Everything with character set 697 should work with ISO-8859-1.  For
Greek, CCSID 423 with character set 218 would only work properly with
ISO-8859-7 (or Windows codepage 1253).

That would make a total of 52 tables, if we support all the numeric
EBCDIC CCSIDs in each direction, and pick an appropriate ISO-8859-x
character set for each.  That's an enormous 13K of memory taken up.

> The drawbacks are that most distributions don't have GNU recode installed by
> default (I'm assuming, RH6 and RH6.1 don't, neither does RH5.2).

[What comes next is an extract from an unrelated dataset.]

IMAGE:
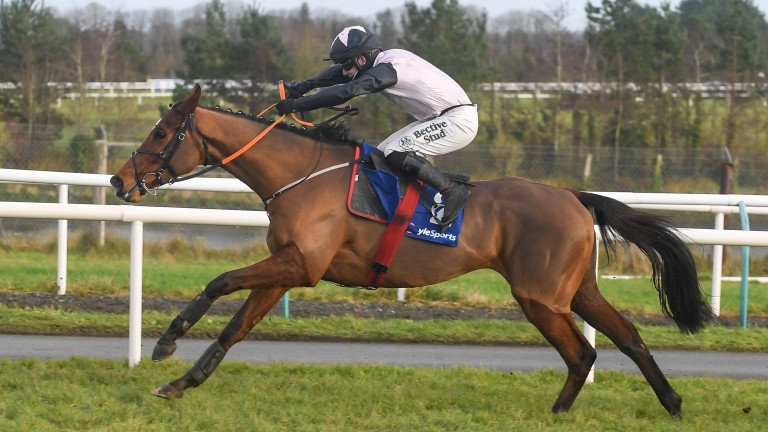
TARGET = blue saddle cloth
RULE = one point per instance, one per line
(376, 191)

Debian comes with recode, at least.  With the size of the library, I
wouldn't recommend bundling it:

$ ls -l /usr/lib/librecode.so.0.0.0
-rwxr-xr-x    1 root     root       493848 Jun 18  1999 
/usr/lib/librecode.so.0.0.0*

> Okay the usual suspects who participated in the iconv() discussion should
> participate here, especially if yu know of any shortcomings of the GNU recode
> library.

Somewhat related to this, I've noticed that the current transmaps.h
generated by recode 3.4 doesn't map the control characters (like
horizontal tab), although recode 3.5 seems to have fixed this.  Does
this affect us?

> If there is no clean solution, I'll just provide the extra translation map
> "pl-iso-8859-2" for the interim.

Would anyone be affected if it just replaced the existing IBM870 table?

-- 
         Carey Evans  http://home.clear.net.nz/pages/c.evans/

         This message was composed from the finest electrons
         used by many of the world's greatest writers.